Horizon Lines Inc. announced Tuesday it is selling off its remaining businesses and shutting down ocean cargo services between the U.S. and Puerto Rico, which likely means the end of its operations at JaxPort.
The struggling shipping company agreed to sell its Hawaii trade business to The Pasha Group and to sell the rest of the company to Matson Inc. for just 72 cents a share. Matson will be left with Horizon’s Alaska shipping business.
The total value of the two transactions is about $598 million.
Charlotte, N.C.-based Horizon has been serving Puerto Rico through ports in Jacksonville and Houston. A public relations firm representing Horizon was unable to get answers from the company Tuesday about the Jacksonville operations.
Horizon said in a news release it “has incurred substantial cumulative losses and negative cash flows in recent years” in its Puerto Rican business.
“Unfortunately, a combination of factors, including uncertain prospects for the Puerto Rican economy, losses over recent years and more expected going forward, aging ships that we cannot afford to continue to maintain or replace, and upcoming large capacity additions by two other carriers has led to this difficult but prudent and necessary decision,” Horizon CEO Steve Rubin said in the release.
Rubin was named interim CEO of Horizon in June and made the permanent CEO in September.

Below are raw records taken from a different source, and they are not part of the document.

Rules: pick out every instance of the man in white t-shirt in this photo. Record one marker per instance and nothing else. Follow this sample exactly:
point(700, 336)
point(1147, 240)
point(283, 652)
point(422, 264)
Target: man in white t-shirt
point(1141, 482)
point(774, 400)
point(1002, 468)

“During my short tenure as CEO we have made tough decisions to try to restore profitability in the hopes of continuing the service. In addition, management had explored several other strategic options in an attempt to maintain a presence in Puerto Rico, however none proved to be possible. This decision is a very painful and difficult one for all of us, but it is the only viable course of action for our company given the circumstances,” he said.
Horizon was formed from a shipping company that was owned by Jacksonville-based CSX Corp.
CSX sold the business to private equity firm The Carlyle Group in 2003, and then Carlyle took the company public in 2005.
The company has lost money every year since 2008 and its stock has been trading below $1 for most of 2014. The stock closed at 37.5 cents Tuesday, before Horizon’s late afternoon announcements.
JaxPort CEO Brian Taylor is a former Horizon executive who left as executive vice president and chief operating officer in December 2012.
When Taylor started his tenure at JaxPort in July 2013, he was still receiving payments from Horizon under a separation package. However, the Florida Commission on Ethics ruled there was no conflict of interest in Taylor taking the position at JaxPort.